Architectural Decision Required:
- Option A: Full state machine integration - All workers use state machine
- Option B: Optional state machine - Clear separation between enhanced/basic workers
- Option C: State machine abstraction - Common interface regardless of implementation
Recommendation: Option B - Clear separation with explicit worker types
Prioritized Fix Strategy
Phase 1: Critical Type Safety (High Priority)

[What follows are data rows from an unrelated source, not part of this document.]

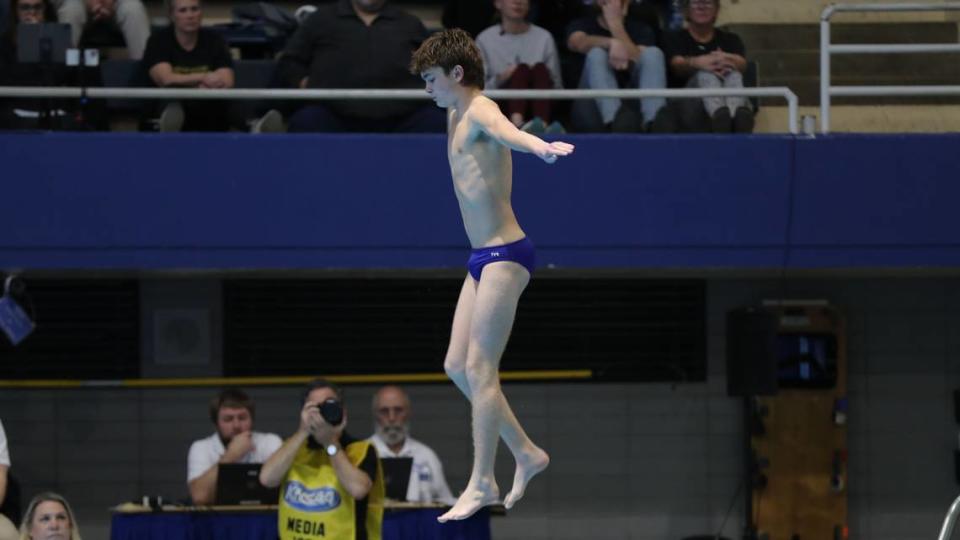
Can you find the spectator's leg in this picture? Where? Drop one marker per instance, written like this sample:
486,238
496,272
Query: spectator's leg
540,80
706,79
721,118
650,72
74,13
315,118
520,80
598,75
426,119
132,19
735,80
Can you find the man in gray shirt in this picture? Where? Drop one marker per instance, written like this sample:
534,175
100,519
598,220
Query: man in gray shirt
521,55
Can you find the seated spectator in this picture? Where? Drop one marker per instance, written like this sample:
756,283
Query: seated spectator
391,410
7,530
703,56
232,412
49,516
331,484
619,52
130,16
520,55
33,113
473,16
185,55
358,44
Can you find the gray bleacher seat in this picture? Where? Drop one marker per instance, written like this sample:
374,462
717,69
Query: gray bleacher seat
253,74
122,73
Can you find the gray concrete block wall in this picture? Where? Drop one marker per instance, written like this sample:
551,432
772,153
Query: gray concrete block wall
630,461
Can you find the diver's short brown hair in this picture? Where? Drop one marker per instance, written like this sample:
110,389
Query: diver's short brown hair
450,48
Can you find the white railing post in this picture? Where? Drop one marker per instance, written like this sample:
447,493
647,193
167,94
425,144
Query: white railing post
363,93
946,531
825,69
827,48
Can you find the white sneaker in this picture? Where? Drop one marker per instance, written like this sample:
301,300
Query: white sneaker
271,122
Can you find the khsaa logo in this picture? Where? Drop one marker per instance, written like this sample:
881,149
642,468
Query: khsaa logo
311,500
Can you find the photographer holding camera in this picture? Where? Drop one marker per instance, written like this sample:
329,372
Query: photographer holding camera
331,484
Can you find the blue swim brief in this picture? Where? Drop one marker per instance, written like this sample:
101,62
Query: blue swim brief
520,252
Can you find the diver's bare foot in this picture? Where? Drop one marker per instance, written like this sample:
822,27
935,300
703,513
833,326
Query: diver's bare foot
528,466
471,500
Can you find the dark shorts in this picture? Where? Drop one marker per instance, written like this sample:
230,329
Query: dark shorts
520,252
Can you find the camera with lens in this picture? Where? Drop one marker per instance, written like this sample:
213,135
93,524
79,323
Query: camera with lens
331,411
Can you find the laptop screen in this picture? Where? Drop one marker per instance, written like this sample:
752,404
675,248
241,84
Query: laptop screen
239,483
396,477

Fix Alert Structure Rigidity
- Create union alert types for different alert categories
- Update
add_to_queue
to handle different alert schemas - Impact: Fixes 3 contract violation errors
Fix Function Return Proliferation
- Standardize recovery function returns using result monad pattern
- Update
execute_recovery/3
spec to match actual returns - Impact: Fixes 4 missing_range/extra_range errors
Fix Pattern Match Coverage
- Remove unreachable patterns in error categorization
- Update pattern guards to reflect actual type constraints
- Impact: Fixes 4 pattern_match_cov errors
Phase 2: Contract Precision (Medium Priority)
Fix Contract Supertypes
- Narrow function specs to match success typing
- Use specific return types instead of generic
term()
- Impact: Fixes 8 contract_supertype errors
Fix Guard Failures
- Remove impossible guard conditions
- Update context nil checks to handle actual map types
- Impact: Fixes 2 guard_fail errors
Phase 3: Return Value Handling (Low Priority)
- Fix Unmatched Returns
- Add proper pattern matching for all function calls
- Decide whether to handle or explicitly ignore return values
- Impact: Fixes 8 unmatched_return errors
Implementation Approach
Step 1: Create Union Alert Types
defmodule DSPex.PythonBridge.AlertTypes do
@type circuit_opened_alert :: %{
type: :circuit_opened,
message: binary(),
timestamp: integer(),
metadata: map(),
circuit: term()
}
@type high_error_rate_alert :: %{
type: :high_error_rate,
message: binary(),
timestamp: integer(),
metadata: map(),
error_count: non_neg_integer(),
error_rate: float(),
total_count: non_neg_integer()
}
@type alert :: circuit_opened_alert() | high_error_rate_alert() | multiple_circuits_alert()
end
Step 2: Standardize Recovery Returns
@type recovery_result ::
{:ok, :recovered, term()} |
{:ok, :failover, term()} |
{:retry, non_neg_integer()} |
{:remove, reason :: term(), metadata :: map()} |
{:error, reason :: term()}
Step 3: Create Formal Context Schemas
defmodule DSPex.PythonBridge.ContextSchemas do
@type pool_operation_context :: %{
worker_id: String.t(),
session_id: String.t() | nil,
operation: atom(),
attempt: non_neg_integer(),
adapter: module()
}
@type recovery_context :: %{
original_operation: function() | nil,
args: list() | map(),
user_facing: boolean()
}
end
Expected Outcomes
After Phase 1: ~20 errors remaining (35% additional reduction) After Phase 2: ~8 errors remaining (75% total reduction from original 72) After Phase 3: 0-3 errors remaining (96%+ total reduction)
Risk Assessment
Low Risk Fixes: Alert types, pattern coverage, guard failures
Medium Risk Fixes: Contract supertypes, return value standardization
High Risk Fixes: Major architectural changes (not recommended for current phase)
Success Metrics
- Dialyzer Error Count: Target <5 errors
- Type Safety: 100% compile-time type validation for error paths
- Code Maintainability: Clear error handling patterns
- Performance: No runtime overhead from type fixes
This analysis provides a roadmap for resolving the remaining architectural issues while maintaining system stability and improving long-term maintainability.